The great-grandmother of Jesus, grandmother of the Virgin Mary, was a woman named Ismeria, according to a University of Limerick lecturer/historian who analyzed Florentine medieval manuscripts.
"I don't think any other woman is mentioned" as Mary's grandmother in the Bible, the Limerick-based Catherine Lawless, told Discovery News in 2011. "Mary's patrilineal lineage is the only one given."
"Mary herself is mentioned very little in the Bible," said Lawless, "The huge Marian cult that has evolved over centuries has very few scriptural sources."
George Ferzoco, a research fellow at the University of Bristol, said the Lawless paper analyzing the legend is "brilliant" and "reveals an exciting trove of religious material from late medieval and renaissance Florence, where many manuscripts were written specifically for females."
The legend of St. Ismeria is presented in the current Journal of Medieval History. It gives remarkable insight on the Biblical Virgin Mary's family.
Lawless says she found the St. Ismeria story, which was "ignored by scholars," in two manuscripts: the 14th century "MS Panciatichiano 40" of Florence's National Central Library and the 15th century "MS 1052" of the Riccardiana Library, also in Florence.
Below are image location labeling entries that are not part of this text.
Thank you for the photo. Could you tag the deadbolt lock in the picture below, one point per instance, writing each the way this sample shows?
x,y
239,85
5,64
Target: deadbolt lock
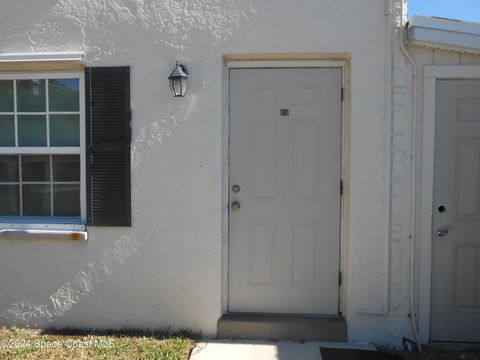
x,y
236,206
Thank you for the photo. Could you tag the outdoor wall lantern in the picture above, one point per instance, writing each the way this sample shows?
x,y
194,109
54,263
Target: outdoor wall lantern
x,y
178,80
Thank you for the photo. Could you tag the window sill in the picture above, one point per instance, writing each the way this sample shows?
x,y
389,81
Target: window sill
x,y
34,234
38,228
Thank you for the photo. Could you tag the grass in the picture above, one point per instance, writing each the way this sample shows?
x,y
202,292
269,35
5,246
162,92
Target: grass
x,y
69,344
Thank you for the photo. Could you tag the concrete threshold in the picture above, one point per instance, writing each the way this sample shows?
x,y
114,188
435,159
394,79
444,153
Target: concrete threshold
x,y
282,327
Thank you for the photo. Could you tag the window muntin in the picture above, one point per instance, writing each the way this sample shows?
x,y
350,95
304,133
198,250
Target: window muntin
x,y
41,147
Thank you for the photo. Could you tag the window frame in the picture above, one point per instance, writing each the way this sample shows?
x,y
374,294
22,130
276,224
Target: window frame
x,y
50,222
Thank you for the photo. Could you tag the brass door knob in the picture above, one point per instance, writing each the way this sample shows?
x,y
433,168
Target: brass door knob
x,y
236,206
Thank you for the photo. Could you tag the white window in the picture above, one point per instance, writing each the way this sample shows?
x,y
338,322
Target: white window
x,y
42,148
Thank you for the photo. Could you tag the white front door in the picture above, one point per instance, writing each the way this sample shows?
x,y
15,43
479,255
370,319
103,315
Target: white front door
x,y
285,172
455,305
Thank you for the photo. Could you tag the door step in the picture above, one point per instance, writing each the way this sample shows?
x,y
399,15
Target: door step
x,y
282,327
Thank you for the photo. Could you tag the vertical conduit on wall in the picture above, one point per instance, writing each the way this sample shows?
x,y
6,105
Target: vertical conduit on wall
x,y
413,181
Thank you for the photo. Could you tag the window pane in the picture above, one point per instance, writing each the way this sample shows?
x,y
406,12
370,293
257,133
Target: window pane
x,y
36,200
64,130
9,200
7,130
8,168
63,94
35,168
66,167
66,200
31,95
6,96
32,130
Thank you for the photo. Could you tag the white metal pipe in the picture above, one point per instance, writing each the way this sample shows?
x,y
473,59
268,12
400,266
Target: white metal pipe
x,y
410,59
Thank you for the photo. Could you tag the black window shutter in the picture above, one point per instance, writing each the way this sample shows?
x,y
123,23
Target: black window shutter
x,y
108,137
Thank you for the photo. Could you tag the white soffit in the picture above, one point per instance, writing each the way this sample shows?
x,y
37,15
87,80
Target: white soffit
x,y
445,34
47,56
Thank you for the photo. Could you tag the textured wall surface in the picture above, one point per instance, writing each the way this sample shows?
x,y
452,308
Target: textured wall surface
x,y
166,270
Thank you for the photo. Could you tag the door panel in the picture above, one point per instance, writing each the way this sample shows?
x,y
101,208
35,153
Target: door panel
x,y
456,254
285,155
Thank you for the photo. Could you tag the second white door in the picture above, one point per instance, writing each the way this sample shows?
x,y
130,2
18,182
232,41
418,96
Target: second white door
x,y
285,173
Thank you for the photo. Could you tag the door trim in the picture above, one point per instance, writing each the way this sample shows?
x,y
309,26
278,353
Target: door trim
x,y
274,62
431,74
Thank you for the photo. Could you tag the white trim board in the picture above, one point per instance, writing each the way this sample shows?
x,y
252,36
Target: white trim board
x,y
444,34
432,73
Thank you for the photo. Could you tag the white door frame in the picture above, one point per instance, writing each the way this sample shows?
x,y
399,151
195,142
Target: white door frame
x,y
431,74
268,64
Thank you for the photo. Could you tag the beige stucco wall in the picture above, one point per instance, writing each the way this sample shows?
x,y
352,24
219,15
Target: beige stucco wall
x,y
166,270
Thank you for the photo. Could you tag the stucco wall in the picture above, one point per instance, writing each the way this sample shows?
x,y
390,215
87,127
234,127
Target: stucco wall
x,y
167,269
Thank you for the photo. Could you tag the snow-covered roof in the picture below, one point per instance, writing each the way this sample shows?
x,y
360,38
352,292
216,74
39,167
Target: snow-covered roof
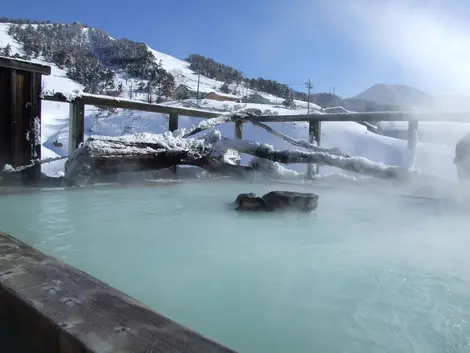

"According to the legend, Ismeria is the daughter of Nabon of the people of Judea, and of the tribe of King David," she said . She married "Santo Liseo," who is described as "a patriarch of the people of God" in single mouthful.
The parchments say that after God called her to "Paradise," a rector told the Virgin Mary and Jesus she had died. They went to her bedside accompanied by the 12 Apostles, Mary Magdalene, Mary Salome and Mary Cleophas.
"What is so striking about St. Ismeria," Carolyn Muessig of the University of Bristol's Department of Theology and Religious Studies told Discovery News, "is that she is a model for older matrons.
Let's face it: Older female role models are hard to come by in any culture."
"But the fact that St. Ismeria came to the fore in late medieval Florence," Muessig concluded, "reveals some of the more positive attitudes that medieval culture had towards the place and the importance of women in society."